There are roughly 1.9 billion Muslims in the world, making up around 20% of its overall population.
Modern sharia-compliant banking took shape in the mid-twentieth century. It forbids Muslims from charging or paying interest. So, for a business loan, you would pay back the principal plus a share of your profits.
It also rules out investments in ‘haram’ – which means prohibited – substances. These include things like gambling and alcoholic drinks.
South East Asia has some of the largest Muslim populations globally and has been dubbed a hotbed for Islamic finance innovation. Start-ups like Kestrl taking on the UK have expressed their interests in eventually expanding to these regions.

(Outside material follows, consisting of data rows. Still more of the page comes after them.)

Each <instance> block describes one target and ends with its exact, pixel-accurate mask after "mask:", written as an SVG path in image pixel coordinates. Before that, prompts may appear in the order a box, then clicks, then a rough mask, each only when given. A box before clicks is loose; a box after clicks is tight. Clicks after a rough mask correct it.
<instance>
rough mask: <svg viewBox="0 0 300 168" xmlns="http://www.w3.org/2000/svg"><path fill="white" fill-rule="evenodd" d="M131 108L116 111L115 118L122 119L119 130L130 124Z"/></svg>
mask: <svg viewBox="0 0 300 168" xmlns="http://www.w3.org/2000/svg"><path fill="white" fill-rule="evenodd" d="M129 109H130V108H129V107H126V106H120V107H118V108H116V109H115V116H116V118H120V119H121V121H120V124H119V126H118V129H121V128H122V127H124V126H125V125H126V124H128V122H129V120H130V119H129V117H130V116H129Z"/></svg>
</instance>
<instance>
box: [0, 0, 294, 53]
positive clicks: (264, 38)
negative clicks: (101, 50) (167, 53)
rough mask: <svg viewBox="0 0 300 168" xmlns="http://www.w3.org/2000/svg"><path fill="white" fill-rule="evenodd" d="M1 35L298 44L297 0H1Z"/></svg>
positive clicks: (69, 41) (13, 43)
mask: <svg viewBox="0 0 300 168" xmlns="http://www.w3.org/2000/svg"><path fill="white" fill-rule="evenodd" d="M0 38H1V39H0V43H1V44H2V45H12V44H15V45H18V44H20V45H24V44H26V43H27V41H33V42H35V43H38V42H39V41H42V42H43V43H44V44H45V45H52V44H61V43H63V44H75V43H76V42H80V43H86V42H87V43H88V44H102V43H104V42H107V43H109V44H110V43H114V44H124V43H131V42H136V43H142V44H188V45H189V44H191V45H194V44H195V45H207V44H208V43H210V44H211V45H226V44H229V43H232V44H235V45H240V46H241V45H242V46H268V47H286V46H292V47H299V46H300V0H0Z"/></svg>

Indonesia is home to the world’s largest Muslim community, with more than 230 million – that’s 87% of its population. Malaysia houses a lesser 22 million Muslims, whilst Singapore’s population is around 14% Muslim.
Sharia-compliant assets worldwide were pegged at more than $2.4 trillion earlier this year. That’s up from just $200 billion in 2003. These assets are projected to reach $3.8 trillion by 2022, according to Thomson Reuters.
Under the wider umbrella of sustainability
In the UK, Islam is the second largest religion. Muslims make up 5% of England’s population – more than 2.5 million, according to census data.
Wider Europe houses roughly 20 million Muslims. Whilst this does offer an initial playground for growth, many in the industry acknowledge the need to look beyond it.
Challenger Kestrl told FinTech Futures that marketing itself as a ‘Sharia-compliant’, ‘Muslim-first’ bank was not going to get it customers, even Muslim ones.
“We found that with younger Muslims, it was less about ticking an arbitrary no interest box, and more about their investments doing good in the world,” said founder and CEO, Areeb Siddiqui.
“Young Muslims don’t like solutions which claim to be Muslim, they think the brand is trying to take advantage of them – that’s why Muslims use conventional banks, because they trust them more.”
This is why Kestrl has positioned its offering as “sustainable”, including a charity offering to compliment its sharia-compliant services.
Irfan Khan, founder of Islamic property-crowdfunding platform Yielders, said a similar thing to Sifted in January. He thinks Islamic fintechs will need to draw in users outside this “niche within a niche”.
“For a fintech, the key to success is reaching a critical mass. One way to do that is to focus on a specific segment, to penetrate that far easier and faster. But then you need to go broader,” Khan added.